Strukturwandel prägt Zukunft der Gaming-Industrie
Die aktuellen Entwicklungen markieren einen Strukturwandel in der Gaming-Branche. Unternehmen optimieren ihre Kostenstrukturen und setzen auf Technologie statt Personal. Während kurzfristig Arbeitsplätze wegfallen, könnte diese Effizienzsteigerung langfristig die Wettbewerbsfähigkeit stärken. Entscheidend wird sein, ob die Branche nach der Konsolidierungsphase wieder in den Wachstumsmodus findet.
Analysten erwarten, dass sich die Branche in den nächsten Jahren weiter konsolidieren wird. Kleinere Anbieter könnten von größeren Konkurrenten übernommen werden, während sich die Marktführer auf ihre Kernkompetenzen konzentrieren. Diese Entwicklung könnte zu einer gesünderen, aber auch konzentrierteren Branchenstruktur führen.

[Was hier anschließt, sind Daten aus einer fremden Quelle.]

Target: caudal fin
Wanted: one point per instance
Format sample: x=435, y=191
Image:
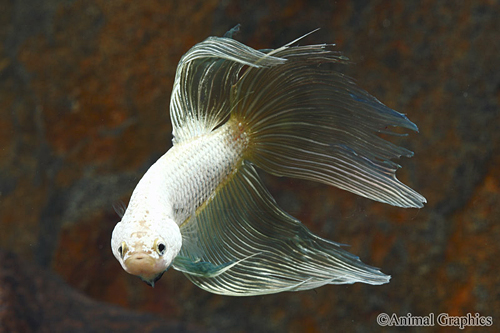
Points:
x=306, y=120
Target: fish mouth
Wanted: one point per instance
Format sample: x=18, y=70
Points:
x=143, y=265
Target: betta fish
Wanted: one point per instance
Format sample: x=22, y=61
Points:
x=202, y=207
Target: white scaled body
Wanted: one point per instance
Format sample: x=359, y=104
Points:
x=202, y=208
x=169, y=193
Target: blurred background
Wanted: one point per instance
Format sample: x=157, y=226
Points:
x=84, y=100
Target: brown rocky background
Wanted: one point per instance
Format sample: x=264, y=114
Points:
x=84, y=98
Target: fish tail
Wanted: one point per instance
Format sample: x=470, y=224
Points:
x=306, y=120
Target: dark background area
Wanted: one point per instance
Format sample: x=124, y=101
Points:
x=84, y=99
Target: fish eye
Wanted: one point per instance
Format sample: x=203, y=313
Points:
x=122, y=249
x=161, y=248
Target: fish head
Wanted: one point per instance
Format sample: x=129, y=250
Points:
x=146, y=249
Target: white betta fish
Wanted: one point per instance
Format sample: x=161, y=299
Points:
x=202, y=208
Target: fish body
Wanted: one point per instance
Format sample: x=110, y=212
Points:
x=202, y=208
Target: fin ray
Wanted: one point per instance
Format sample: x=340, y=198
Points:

IGTs Stellenabbau steht symbolisch für eine Branche im Umbruch. Die Gaming-Industrie sucht nach dem optimalen Gleichgewicht zwischen Kosteneffizienz und Innovationskraft – ein Balanceakt, der über die Zukunftsfähigkeit vieler Unternehmen entscheiden wird. Die Gewinner werden jene sein, die erfolgreich traditionelle Stärken mit digitaler Innovation verbinden können.